Strong performance thanks to multi-layer technology

The Herma InNo-Liner System is based on a specially developed technology. "Unlike conventional labels, the paper material is not sticky, as the adhesive is initially deactivated," explains Milos Kojic, project participant at Herma. A precise, purely water-based micro atomisation unit only activates the adhesive when it is dispensed. The extremely strong adhesion is made possible by a special multi-layer pressure-sensitive adhesive for which HERMA has applied for a patent, as has the microsputtering unit specially developed for the system. The InNo-Liner system was developed jointly by all three of the company's business units (labelling machines, adhesive materials and labels).
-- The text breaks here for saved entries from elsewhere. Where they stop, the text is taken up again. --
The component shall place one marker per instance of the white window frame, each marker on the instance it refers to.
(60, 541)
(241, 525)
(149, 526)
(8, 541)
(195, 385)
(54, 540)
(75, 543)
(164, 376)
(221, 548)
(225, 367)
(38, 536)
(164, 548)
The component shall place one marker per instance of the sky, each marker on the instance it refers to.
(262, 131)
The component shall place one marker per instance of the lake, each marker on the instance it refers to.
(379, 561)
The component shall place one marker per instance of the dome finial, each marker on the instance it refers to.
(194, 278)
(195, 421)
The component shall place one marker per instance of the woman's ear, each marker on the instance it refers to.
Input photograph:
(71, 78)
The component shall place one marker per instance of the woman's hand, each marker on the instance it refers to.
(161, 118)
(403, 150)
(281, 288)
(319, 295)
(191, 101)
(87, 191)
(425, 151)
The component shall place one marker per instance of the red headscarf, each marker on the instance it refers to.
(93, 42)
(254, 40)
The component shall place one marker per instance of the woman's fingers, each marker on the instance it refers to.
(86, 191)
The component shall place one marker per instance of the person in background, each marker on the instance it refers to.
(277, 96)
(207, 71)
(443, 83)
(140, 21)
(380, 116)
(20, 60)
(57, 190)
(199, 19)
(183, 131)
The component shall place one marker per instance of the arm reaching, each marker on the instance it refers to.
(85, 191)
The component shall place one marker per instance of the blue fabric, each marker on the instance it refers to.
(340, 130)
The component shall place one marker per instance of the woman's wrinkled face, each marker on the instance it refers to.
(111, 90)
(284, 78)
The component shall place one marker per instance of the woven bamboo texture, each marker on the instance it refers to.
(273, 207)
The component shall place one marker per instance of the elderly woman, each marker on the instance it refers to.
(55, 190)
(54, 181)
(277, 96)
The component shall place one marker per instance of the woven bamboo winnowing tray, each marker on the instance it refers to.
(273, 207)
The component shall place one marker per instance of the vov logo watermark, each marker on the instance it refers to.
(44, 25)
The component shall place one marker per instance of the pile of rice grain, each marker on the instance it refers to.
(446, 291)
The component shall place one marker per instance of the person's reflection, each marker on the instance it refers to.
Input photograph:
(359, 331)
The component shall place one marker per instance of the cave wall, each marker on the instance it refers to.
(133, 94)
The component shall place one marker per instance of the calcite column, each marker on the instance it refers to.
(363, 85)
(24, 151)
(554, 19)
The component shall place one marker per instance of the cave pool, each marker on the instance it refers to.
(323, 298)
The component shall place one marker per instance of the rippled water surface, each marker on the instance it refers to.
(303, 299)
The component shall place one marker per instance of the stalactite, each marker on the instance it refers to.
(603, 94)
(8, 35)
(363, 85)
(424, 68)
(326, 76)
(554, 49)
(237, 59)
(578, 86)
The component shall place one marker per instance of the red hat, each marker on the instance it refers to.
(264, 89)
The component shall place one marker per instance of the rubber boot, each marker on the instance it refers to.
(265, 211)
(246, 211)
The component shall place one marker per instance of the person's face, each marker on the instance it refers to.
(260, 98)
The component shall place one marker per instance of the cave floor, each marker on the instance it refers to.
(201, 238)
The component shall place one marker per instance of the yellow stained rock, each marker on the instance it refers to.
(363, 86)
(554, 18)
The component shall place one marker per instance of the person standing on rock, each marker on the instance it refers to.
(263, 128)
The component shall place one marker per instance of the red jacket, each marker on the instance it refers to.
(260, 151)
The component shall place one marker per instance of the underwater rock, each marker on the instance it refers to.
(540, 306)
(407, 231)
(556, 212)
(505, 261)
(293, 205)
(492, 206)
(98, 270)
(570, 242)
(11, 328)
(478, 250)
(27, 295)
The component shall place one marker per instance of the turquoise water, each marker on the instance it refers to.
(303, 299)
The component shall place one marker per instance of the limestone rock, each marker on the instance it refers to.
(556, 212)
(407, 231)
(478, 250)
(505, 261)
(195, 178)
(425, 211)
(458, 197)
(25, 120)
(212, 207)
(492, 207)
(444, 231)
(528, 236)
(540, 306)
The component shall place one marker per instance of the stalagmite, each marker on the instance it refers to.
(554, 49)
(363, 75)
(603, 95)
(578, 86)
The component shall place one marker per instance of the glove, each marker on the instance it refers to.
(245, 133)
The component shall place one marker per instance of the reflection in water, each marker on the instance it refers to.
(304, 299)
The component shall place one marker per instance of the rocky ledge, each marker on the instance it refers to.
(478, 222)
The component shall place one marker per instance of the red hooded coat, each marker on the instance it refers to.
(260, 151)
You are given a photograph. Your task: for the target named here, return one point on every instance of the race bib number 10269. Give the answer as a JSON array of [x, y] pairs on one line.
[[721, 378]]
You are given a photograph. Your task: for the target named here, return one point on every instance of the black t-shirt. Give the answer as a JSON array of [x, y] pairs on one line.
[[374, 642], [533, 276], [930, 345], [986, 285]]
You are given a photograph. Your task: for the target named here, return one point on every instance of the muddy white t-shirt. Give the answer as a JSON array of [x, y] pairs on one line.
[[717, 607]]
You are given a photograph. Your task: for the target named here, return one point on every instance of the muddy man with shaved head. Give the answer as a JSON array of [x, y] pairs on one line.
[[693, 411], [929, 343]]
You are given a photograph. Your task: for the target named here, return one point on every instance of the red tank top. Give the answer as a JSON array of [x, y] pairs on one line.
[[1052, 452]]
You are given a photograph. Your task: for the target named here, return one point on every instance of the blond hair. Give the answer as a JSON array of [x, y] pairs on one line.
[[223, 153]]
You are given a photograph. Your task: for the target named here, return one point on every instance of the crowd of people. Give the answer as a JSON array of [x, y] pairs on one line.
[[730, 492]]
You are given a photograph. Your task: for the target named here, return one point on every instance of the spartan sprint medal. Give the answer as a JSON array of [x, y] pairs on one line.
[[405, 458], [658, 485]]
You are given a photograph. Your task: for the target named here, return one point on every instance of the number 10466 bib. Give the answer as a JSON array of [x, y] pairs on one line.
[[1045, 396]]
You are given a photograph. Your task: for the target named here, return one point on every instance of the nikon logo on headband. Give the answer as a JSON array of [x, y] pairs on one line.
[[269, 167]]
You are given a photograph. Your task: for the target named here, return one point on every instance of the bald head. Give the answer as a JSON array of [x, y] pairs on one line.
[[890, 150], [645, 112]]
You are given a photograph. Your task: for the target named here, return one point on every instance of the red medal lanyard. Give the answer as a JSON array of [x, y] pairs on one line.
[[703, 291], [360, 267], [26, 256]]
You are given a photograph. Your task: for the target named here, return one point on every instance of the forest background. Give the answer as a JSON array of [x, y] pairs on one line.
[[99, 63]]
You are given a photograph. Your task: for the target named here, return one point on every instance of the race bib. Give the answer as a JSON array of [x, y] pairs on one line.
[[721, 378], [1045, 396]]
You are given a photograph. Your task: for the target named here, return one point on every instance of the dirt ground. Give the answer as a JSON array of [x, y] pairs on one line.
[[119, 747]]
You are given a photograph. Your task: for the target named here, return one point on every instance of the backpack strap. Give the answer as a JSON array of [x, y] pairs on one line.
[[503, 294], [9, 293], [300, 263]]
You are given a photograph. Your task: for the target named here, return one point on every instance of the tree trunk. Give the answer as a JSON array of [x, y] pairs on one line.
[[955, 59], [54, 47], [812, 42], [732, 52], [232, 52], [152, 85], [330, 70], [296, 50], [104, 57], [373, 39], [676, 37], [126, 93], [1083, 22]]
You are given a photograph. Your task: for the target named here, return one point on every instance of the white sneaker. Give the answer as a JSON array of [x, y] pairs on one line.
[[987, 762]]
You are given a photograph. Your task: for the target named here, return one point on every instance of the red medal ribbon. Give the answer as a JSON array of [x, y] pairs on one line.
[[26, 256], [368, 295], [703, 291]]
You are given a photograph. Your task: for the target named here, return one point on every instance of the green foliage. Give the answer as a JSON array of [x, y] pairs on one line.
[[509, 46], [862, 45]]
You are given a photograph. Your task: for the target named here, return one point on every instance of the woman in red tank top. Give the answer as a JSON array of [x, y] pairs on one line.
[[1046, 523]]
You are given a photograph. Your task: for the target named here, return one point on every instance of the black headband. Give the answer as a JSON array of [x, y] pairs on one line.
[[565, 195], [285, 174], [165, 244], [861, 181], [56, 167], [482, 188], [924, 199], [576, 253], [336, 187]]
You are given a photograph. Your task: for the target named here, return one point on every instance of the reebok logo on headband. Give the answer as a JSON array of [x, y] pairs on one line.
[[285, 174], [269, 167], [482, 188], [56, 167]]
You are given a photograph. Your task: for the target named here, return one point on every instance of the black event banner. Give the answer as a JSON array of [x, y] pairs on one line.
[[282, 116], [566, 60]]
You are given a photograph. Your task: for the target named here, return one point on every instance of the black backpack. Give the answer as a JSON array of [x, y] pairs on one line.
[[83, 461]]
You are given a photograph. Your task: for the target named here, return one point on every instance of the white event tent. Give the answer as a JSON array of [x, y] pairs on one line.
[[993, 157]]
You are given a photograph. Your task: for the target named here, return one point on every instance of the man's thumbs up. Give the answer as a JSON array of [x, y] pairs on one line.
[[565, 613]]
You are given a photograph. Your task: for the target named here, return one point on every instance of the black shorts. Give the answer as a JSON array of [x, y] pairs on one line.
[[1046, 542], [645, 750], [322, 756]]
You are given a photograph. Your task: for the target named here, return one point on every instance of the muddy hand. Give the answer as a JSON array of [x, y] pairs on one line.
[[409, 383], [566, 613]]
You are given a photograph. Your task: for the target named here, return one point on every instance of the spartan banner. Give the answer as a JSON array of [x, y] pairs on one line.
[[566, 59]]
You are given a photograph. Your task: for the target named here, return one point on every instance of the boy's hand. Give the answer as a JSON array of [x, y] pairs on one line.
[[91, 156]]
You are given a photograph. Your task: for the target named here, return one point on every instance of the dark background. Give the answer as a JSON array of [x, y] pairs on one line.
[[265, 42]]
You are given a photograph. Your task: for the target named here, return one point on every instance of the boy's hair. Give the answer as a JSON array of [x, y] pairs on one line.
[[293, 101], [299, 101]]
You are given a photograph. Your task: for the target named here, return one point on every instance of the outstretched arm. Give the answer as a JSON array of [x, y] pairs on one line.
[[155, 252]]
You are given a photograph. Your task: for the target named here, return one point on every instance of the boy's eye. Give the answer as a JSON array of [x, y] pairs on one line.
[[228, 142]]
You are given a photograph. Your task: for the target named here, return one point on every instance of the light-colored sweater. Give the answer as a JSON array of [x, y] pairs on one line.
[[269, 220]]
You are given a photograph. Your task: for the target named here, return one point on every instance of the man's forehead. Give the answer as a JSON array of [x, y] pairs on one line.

It is a great honour for everyone involved to have been awarded this prestigious prize," says Milos Kojic. "We have put our heart and soul into this project right from the start and are delighted that the efforts of the development team are now paying off.

Herma development receives two awards

With the PE film label completely made of recycled material, Herma was involved in another winner of the German Packaging Award in the sustainability category. The joint development with Druckerei Schäfer-Etiketten from Wolfschlugen and with the support of Polifilm, a company specialising in PE films, makes it the first PE film label to consist entirely of recycled polyethylene and the substance titanium dioxide (TiO2) as an important dye. Half of the "raw material" for this label material comes from corresponding industrial waste and half from old PE packaging typically found in households, for example in the form of plastic bottles.